How much is the Earth worth??

For example, a house, how much is a person willing to pay for a house?

Well, if they make 50k a year and buy a house that's 200k (500k after including all that interest) then they're willing to pay 10 years worth of income to buy that house (of course this is spread out over 30 years, but the residence is but one part of life)

Or a car, most people are only willing to pay at most 1 years' income on their car)

And a skyscraper, dam or other large undertaking, might take 30 years to pay off.

The bigger things are generally the larger the "P/E ratio" is, so to speak. (actually price-to-revenue)

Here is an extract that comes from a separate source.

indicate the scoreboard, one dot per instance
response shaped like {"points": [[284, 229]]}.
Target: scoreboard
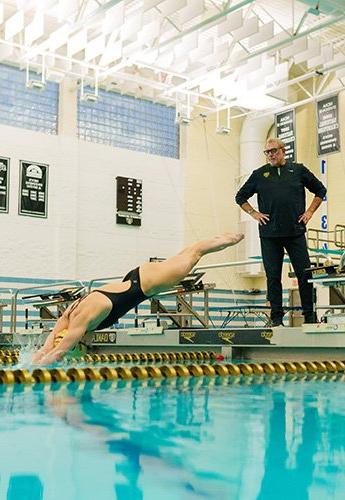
{"points": [[128, 201]]}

The world's economy is 65 trillion dollars a year.

Now, how many years' income would be the worth of the Earth? Is the P/E even longer than a human's lifetime? (like 200?)

Answer:
The Earth is worth nothing, unless some alien landed on Earth and was willing to buy it.

The Earth cannot be bought by Earthlings, because no group of Earthlings would have enough money to buy the Earth. There would always be some group unwilling or unable to sell their share.

Thus, the situation is very different from the Chinese buying the US, or Iowans buying Missouri. There would always be some outside group willing to finance this sort of purchase. No such outside group is known to exist in the universe.
Depends on who owns it. How much did they pay for it? Will they make a profit? Get real my friend that's a goofy question. We're all subject to a devastating virus or a world wide catastrophe. The world would be worth nothing.
No one has the time or resources to figure this out and besides who would gives a flip because who is going to buy it after the price is established?
I barely got thru the first part of your question when I saw a lot of inconsistencies. A person who makes 50k a year cannot buy a house for 200k. And i don't think you can figure 10 years worth of income when you figure in the PITI payments plus his living expenses for all those years.something to me sounds "off" on the figures, and I'm a real estate agent.

what? "most people are only willing to pay at most one year's income on their car". Nobody I know thinks that way. They usually buy the car that meets their status no matter how much it cots.

I'm going to leave you now till you start asking questions instead of making statements that aren't exact.
I think you could get the earth dirt cheap if you were willing to pay cash, no credit.
The P/E for the Earth is in fact very large ,if the environment, ecology and atmosphere can be sustained, Due to depletion of ozone layer, green house gases , acid rains and continuous deforestation new phenomena of Global Warming has crop up, which may reduce this P/E to very low values say in hundreds or so. Of course present P/E is more than 200 years.